Recentemente, um surto de hantavírus a bordo do navio de cruzeiro holandês MV Hondius chamou a atenção da Organização Mundial da Saúde (OMS) e levantou preocupações sobre os riscos à saúde em ambientes fechados e de alta circulação, como os cruzeiros. O navio, que partiu de Ushuaia, na Argentina, em 1º de abril de 2026, já registrou três mortes e vários casos de infecção entre os passageiros. A OMS investiga a possibilidade de transmissão do hantavírus entre os passageiros, embora o risco para o público em geral tenha sido considerado baixo até o momento.

O que é o hantavírus? O hantavírus é um grupo de vírus transmitidos principalmente por roedores silvestres, sendo a infecção mais comum associada à inalação de partículas presentes na urina, fezes ou saliva dos animais.
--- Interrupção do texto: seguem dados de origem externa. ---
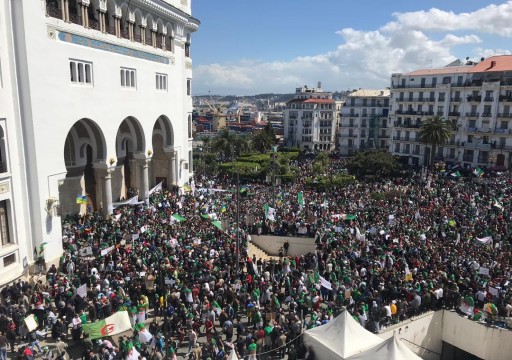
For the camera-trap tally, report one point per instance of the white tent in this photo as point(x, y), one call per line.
point(390, 349)
point(232, 355)
point(340, 338)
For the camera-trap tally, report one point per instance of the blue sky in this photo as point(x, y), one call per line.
point(246, 47)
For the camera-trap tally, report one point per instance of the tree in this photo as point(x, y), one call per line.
point(435, 131)
point(262, 142)
point(373, 162)
point(224, 143)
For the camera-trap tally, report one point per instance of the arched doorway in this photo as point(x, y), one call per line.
point(163, 163)
point(129, 141)
point(84, 146)
point(500, 160)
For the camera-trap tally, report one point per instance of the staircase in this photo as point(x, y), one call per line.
point(253, 249)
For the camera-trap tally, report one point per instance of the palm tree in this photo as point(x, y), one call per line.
point(224, 143)
point(435, 131)
point(262, 142)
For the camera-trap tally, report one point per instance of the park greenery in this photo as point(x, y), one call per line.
point(254, 156)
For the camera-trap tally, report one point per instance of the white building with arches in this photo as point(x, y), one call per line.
point(95, 101)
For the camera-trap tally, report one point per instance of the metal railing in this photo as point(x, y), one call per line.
point(53, 11)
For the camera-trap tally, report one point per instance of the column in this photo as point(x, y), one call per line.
point(145, 180)
point(107, 193)
point(171, 176)
point(66, 10)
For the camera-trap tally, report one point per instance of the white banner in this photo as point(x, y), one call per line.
point(326, 284)
point(483, 271)
point(107, 250)
point(82, 291)
point(86, 251)
point(131, 201)
point(158, 187)
point(31, 322)
point(484, 240)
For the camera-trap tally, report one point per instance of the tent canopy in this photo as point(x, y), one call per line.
point(390, 349)
point(340, 338)
point(232, 355)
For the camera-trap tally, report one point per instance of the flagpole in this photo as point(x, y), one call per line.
point(237, 222)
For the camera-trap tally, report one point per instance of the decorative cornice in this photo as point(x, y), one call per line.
point(171, 12)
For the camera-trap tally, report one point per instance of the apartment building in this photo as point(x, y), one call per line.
point(364, 121)
point(475, 99)
point(310, 119)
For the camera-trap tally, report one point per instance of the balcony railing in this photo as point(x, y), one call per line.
point(502, 131)
point(477, 146)
point(93, 24)
point(477, 98)
point(407, 126)
point(53, 10)
point(75, 19)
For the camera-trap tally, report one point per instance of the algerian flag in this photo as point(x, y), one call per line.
point(158, 187)
point(115, 324)
point(408, 274)
point(177, 217)
point(300, 198)
point(326, 284)
point(276, 302)
point(497, 204)
point(467, 304)
point(269, 212)
point(484, 240)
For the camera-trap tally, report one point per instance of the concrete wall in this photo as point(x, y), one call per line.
point(432, 329)
point(423, 330)
point(271, 244)
point(477, 339)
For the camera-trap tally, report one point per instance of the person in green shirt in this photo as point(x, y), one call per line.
point(251, 349)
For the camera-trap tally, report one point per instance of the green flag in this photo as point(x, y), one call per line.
point(115, 324)
point(300, 198)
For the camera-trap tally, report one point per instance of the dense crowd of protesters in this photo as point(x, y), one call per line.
point(389, 250)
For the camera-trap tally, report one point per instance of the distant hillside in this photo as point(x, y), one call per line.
point(252, 98)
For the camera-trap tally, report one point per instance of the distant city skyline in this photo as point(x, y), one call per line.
point(267, 46)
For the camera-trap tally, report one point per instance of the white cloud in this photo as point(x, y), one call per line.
point(366, 59)
point(492, 19)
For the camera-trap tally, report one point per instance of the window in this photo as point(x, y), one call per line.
point(4, 224)
point(190, 126)
point(161, 81)
point(128, 78)
point(9, 259)
point(80, 72)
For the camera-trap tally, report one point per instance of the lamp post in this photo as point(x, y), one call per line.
point(237, 245)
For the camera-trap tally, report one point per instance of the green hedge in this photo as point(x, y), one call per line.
point(325, 183)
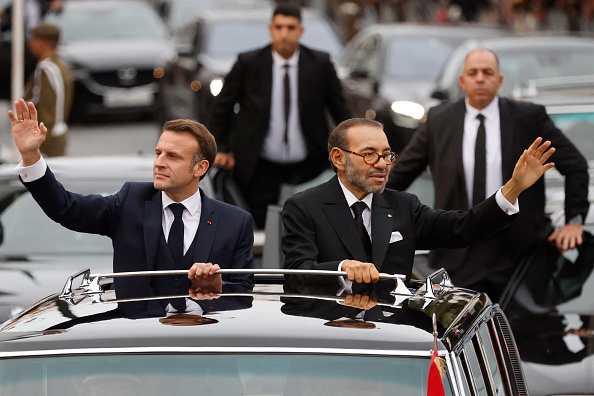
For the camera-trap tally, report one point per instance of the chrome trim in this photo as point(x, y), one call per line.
point(209, 350)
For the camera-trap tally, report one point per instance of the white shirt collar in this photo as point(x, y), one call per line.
point(491, 111)
point(193, 204)
point(279, 61)
point(351, 199)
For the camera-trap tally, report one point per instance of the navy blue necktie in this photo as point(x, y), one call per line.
point(479, 185)
point(287, 96)
point(176, 233)
point(358, 208)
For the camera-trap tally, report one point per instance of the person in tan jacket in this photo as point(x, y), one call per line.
point(50, 88)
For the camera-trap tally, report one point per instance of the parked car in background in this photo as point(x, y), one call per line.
point(117, 50)
point(178, 14)
point(209, 46)
point(521, 59)
point(36, 254)
point(388, 71)
point(261, 342)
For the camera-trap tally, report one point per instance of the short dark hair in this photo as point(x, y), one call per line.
point(287, 8)
point(338, 136)
point(207, 146)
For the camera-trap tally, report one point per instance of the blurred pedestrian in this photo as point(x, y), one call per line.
point(470, 147)
point(280, 133)
point(50, 88)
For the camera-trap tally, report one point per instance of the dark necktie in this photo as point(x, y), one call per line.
point(287, 95)
point(176, 233)
point(480, 164)
point(358, 208)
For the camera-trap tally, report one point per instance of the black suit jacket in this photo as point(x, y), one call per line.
point(249, 83)
point(132, 218)
point(438, 144)
point(321, 232)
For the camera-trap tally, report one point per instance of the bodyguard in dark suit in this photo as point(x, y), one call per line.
point(280, 133)
point(322, 232)
point(446, 143)
point(146, 231)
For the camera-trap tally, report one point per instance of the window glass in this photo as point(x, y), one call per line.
point(260, 374)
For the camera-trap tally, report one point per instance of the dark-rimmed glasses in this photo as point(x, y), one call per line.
point(372, 158)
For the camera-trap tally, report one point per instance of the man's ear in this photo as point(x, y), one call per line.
point(338, 158)
point(200, 168)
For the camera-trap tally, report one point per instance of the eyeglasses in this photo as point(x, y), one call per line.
point(373, 157)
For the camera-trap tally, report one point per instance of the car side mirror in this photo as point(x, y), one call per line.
point(440, 94)
point(359, 74)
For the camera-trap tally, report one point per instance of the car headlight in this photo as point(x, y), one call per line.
point(216, 86)
point(407, 114)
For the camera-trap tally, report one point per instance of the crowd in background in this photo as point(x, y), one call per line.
point(522, 16)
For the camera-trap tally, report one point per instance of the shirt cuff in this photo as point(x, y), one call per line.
point(33, 172)
point(344, 283)
point(505, 205)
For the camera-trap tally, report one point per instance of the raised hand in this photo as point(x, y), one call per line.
point(529, 168)
point(27, 132)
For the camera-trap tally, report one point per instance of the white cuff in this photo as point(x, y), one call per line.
point(33, 172)
point(505, 205)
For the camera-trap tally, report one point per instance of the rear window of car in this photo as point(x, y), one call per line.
point(245, 374)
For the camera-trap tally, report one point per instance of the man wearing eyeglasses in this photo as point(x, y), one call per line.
point(352, 223)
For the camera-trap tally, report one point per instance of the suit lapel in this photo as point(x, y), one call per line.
point(153, 228)
point(266, 78)
point(506, 126)
point(381, 228)
point(206, 230)
point(339, 215)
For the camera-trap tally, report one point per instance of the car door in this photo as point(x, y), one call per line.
point(362, 70)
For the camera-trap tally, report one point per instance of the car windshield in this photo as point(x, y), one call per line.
point(113, 23)
point(232, 37)
point(520, 66)
point(179, 374)
point(578, 128)
point(26, 230)
point(429, 55)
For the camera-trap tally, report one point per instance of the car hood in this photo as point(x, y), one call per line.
point(110, 55)
point(414, 90)
point(26, 280)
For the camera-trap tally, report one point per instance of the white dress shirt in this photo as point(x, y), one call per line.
point(492, 146)
point(274, 148)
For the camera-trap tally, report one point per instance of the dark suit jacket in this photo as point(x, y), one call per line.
point(249, 83)
point(132, 218)
point(438, 144)
point(321, 232)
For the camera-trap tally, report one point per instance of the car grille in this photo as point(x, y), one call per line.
point(111, 79)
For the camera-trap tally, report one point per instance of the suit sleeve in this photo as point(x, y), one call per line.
point(570, 163)
point(299, 242)
point(93, 214)
point(222, 109)
point(412, 161)
point(242, 255)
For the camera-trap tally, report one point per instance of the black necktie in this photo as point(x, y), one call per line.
point(287, 93)
point(480, 164)
point(358, 208)
point(176, 233)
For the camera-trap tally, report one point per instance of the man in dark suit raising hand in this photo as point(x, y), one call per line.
point(323, 229)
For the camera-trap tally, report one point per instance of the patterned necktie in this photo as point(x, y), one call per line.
point(287, 95)
point(176, 233)
point(358, 208)
point(480, 164)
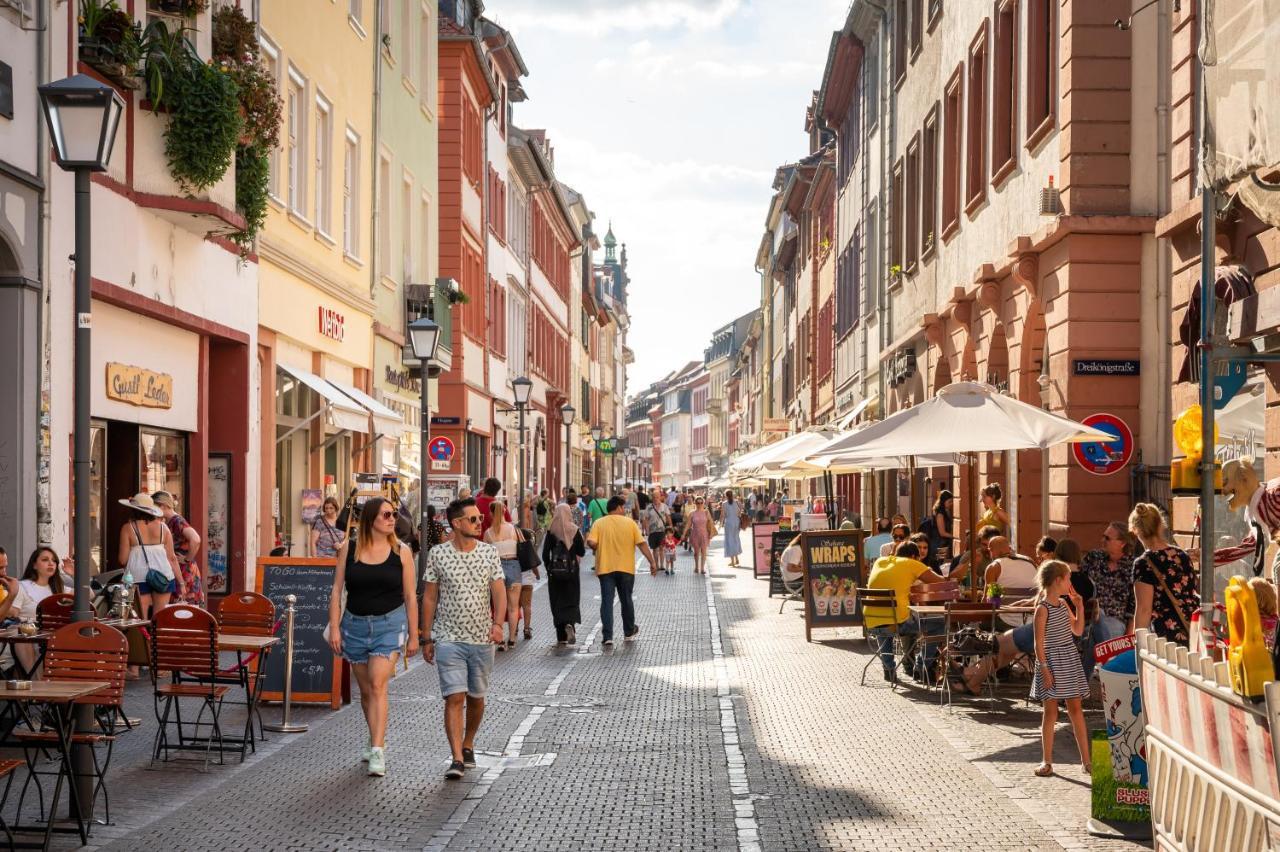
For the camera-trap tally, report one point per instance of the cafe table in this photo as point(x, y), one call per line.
point(59, 697)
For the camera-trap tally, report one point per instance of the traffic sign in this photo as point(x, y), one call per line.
point(440, 449)
point(1105, 457)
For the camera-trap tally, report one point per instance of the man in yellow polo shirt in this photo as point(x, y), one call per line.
point(900, 572)
point(615, 539)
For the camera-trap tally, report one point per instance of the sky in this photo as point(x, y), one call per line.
point(671, 118)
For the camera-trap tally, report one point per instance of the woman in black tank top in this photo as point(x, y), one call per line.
point(380, 617)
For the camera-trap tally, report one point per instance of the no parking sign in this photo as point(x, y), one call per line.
point(1105, 457)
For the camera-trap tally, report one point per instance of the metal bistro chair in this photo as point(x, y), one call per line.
point(184, 641)
point(82, 651)
point(878, 603)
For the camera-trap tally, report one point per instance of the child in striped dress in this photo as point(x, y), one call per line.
point(1059, 672)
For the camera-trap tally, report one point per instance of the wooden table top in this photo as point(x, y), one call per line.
point(245, 642)
point(54, 691)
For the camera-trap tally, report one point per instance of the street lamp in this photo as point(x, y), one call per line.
point(567, 415)
point(82, 115)
point(424, 335)
point(521, 388)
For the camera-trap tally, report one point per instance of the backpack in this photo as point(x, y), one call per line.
point(560, 562)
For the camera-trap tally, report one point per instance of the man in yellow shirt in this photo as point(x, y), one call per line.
point(900, 572)
point(615, 539)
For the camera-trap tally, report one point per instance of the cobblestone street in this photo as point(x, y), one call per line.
point(720, 728)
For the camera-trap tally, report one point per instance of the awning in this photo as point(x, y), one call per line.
point(343, 412)
point(385, 421)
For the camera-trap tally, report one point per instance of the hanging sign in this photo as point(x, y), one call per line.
point(1105, 457)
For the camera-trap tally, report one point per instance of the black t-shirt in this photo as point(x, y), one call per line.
point(374, 590)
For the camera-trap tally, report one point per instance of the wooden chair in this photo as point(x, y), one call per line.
point(880, 603)
point(184, 641)
point(55, 612)
point(83, 651)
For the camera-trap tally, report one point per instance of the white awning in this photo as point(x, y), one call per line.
point(342, 411)
point(385, 420)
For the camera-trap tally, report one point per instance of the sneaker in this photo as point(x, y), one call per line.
point(376, 761)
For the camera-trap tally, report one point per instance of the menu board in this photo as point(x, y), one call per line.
point(762, 535)
point(318, 674)
point(833, 571)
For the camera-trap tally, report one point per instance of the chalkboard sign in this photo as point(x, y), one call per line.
point(777, 545)
point(318, 674)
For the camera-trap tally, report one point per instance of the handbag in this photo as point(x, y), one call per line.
point(525, 552)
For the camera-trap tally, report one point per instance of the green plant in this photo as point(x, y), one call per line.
point(252, 183)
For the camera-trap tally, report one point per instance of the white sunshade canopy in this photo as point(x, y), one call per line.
point(963, 417)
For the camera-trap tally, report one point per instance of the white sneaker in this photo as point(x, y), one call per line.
point(376, 761)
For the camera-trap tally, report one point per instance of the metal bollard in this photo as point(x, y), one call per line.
point(284, 724)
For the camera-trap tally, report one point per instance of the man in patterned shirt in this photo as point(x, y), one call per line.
point(464, 590)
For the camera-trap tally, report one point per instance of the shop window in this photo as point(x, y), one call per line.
point(1004, 108)
point(951, 118)
point(976, 141)
point(1040, 69)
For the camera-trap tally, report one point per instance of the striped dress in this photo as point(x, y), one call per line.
point(1063, 655)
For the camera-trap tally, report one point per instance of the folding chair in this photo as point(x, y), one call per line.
point(878, 603)
point(82, 651)
point(184, 641)
point(55, 612)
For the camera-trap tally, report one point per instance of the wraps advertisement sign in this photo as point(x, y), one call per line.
point(833, 571)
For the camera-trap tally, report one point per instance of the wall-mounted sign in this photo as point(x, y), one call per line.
point(1106, 367)
point(138, 386)
point(332, 324)
point(403, 379)
point(1105, 457)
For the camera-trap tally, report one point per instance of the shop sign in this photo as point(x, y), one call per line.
point(403, 379)
point(138, 386)
point(332, 324)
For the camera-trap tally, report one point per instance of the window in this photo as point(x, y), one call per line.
point(900, 33)
point(351, 195)
point(384, 215)
point(929, 182)
point(1004, 108)
point(272, 63)
point(952, 114)
point(296, 138)
point(976, 141)
point(1040, 69)
point(324, 165)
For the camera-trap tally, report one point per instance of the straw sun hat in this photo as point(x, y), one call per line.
point(142, 502)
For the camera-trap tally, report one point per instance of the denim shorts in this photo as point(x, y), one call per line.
point(511, 572)
point(464, 668)
point(365, 636)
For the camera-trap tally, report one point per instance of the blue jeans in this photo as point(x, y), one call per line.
point(622, 582)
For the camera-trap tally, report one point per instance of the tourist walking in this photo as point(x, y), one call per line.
point(615, 539)
point(1165, 583)
point(503, 536)
point(699, 531)
point(146, 553)
point(1059, 673)
point(563, 549)
point(379, 617)
point(464, 587)
point(186, 545)
point(731, 518)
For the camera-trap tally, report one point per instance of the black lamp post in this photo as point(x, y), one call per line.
point(521, 388)
point(424, 335)
point(567, 415)
point(83, 115)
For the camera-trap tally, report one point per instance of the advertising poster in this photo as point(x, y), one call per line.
point(833, 571)
point(1119, 754)
point(762, 534)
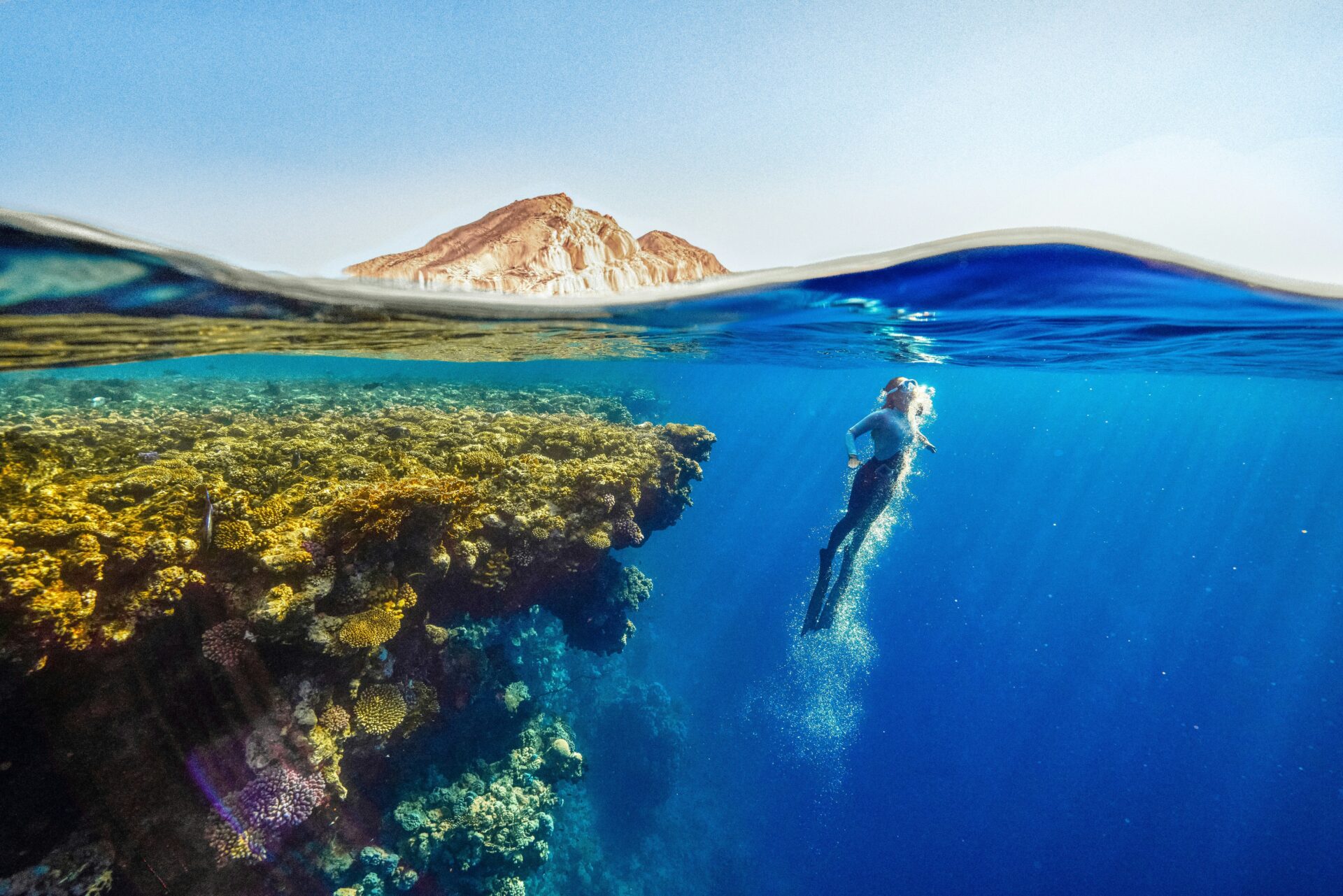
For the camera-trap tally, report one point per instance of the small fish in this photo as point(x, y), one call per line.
point(207, 528)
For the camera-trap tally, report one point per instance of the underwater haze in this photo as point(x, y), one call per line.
point(299, 599)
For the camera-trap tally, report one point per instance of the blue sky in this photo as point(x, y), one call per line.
point(304, 136)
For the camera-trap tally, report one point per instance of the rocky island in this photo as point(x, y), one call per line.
point(546, 246)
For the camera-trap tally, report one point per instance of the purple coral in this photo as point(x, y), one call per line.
point(226, 642)
point(280, 798)
point(626, 532)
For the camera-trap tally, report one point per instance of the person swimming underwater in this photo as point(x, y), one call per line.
point(895, 439)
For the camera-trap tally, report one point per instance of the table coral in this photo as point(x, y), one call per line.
point(381, 709)
point(369, 627)
point(488, 506)
point(226, 642)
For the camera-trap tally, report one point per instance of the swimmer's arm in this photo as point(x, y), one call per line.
point(856, 430)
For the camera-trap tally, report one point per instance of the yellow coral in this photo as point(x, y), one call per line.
point(369, 629)
point(234, 535)
point(93, 541)
point(379, 709)
point(271, 513)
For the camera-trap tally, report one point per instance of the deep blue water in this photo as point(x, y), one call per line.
point(1099, 650)
point(1100, 653)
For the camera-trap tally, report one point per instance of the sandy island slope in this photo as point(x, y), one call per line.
point(546, 246)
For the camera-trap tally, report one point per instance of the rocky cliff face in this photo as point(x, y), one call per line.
point(546, 246)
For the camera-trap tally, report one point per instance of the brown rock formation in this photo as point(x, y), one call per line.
point(546, 246)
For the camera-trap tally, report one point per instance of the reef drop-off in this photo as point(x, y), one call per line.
point(299, 614)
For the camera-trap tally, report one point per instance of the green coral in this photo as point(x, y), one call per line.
point(516, 695)
point(492, 821)
point(481, 503)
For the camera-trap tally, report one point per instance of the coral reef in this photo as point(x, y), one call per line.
point(347, 601)
point(80, 867)
point(93, 541)
point(381, 709)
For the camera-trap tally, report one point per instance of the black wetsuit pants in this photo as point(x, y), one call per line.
point(873, 487)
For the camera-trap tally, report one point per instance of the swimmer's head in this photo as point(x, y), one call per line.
point(903, 392)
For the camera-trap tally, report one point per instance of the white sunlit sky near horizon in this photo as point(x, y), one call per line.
point(306, 136)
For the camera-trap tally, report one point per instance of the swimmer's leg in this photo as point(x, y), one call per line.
point(827, 554)
point(851, 554)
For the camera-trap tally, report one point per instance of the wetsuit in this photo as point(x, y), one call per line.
point(873, 487)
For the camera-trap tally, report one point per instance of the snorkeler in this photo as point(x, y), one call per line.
point(895, 439)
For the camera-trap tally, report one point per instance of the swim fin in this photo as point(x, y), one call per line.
point(827, 614)
point(818, 594)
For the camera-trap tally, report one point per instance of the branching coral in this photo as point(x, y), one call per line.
point(99, 532)
point(493, 820)
point(226, 642)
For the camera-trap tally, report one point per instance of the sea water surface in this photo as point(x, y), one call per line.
point(1095, 646)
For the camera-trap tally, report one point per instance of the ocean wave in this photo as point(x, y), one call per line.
point(74, 294)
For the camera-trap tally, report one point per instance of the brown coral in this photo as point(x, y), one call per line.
point(379, 710)
point(484, 504)
point(234, 535)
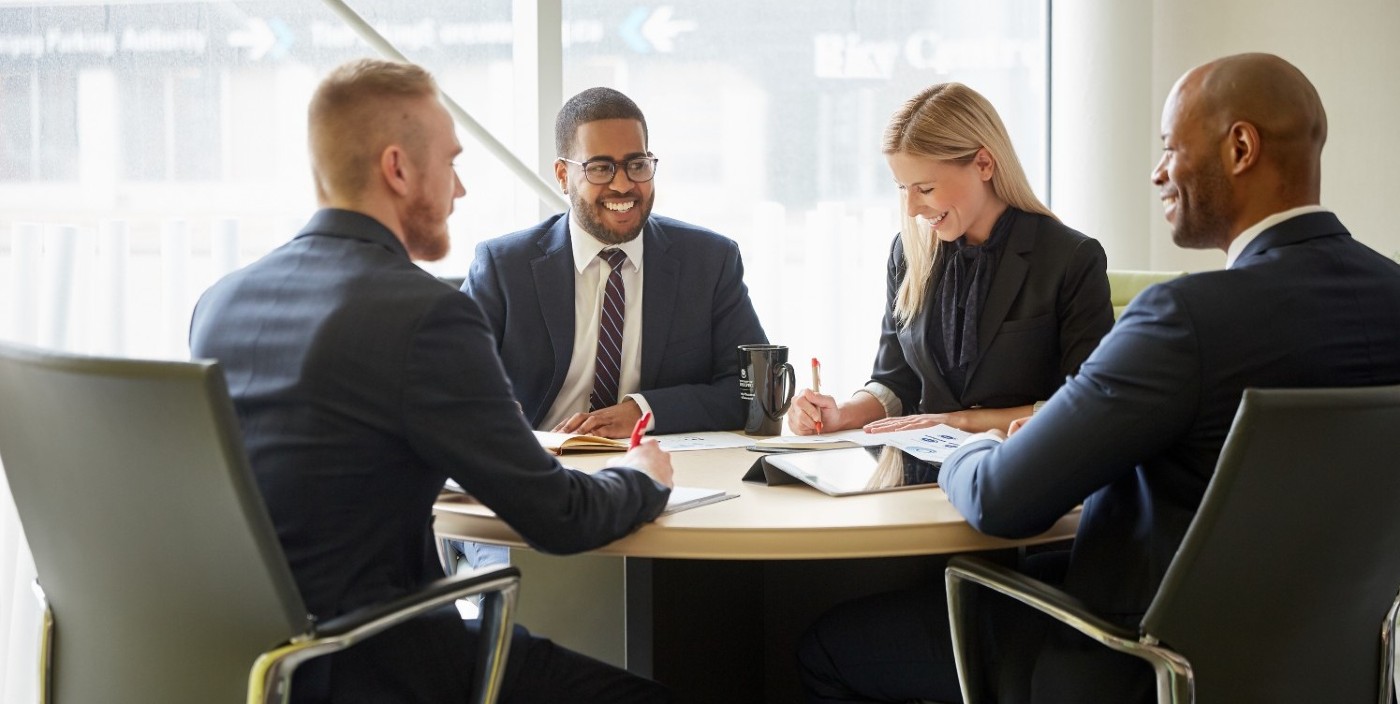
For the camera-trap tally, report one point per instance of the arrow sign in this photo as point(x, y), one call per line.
point(262, 38)
point(644, 31)
point(661, 31)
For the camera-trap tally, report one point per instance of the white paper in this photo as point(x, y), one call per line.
point(933, 444)
point(688, 441)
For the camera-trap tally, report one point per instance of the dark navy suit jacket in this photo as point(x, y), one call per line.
point(1136, 434)
point(361, 382)
point(1046, 311)
point(696, 311)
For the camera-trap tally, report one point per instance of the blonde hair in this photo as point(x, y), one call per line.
point(949, 122)
point(357, 111)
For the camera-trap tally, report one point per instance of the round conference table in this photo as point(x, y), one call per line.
point(748, 573)
point(762, 522)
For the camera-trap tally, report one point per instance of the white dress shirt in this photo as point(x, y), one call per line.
point(590, 283)
point(1238, 245)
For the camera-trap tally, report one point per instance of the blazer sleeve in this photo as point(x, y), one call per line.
point(1136, 395)
point(714, 403)
point(1084, 305)
point(459, 416)
point(483, 286)
point(892, 368)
Embora a transmissão entre humanos seja rara, a cepa Andes, que circula na América do Sul, possui uma peculiaridade que permite a transmissão entre pessoas em contatos próximos, o que torna o surto a bordo do MV Hondius um caso atípico.

Características dos navios de cruzeiro Os navios de cruzeiro são ambientes propícios para a disseminação de doenças infecciosas devido a várias características:

  • Ambientes fechados: A circulação de ar é controlada, o que pode facilitar a propagação de vírus e bactérias.
  • Alta densidade populacional: Com muitos passageiros e tripulantes em um espaço limitado, a chance de contágio aumenta.
  • Interação social: Os passageiros costumam participar de atividades em grupo, o que pode facilitar a transmissão de doenças.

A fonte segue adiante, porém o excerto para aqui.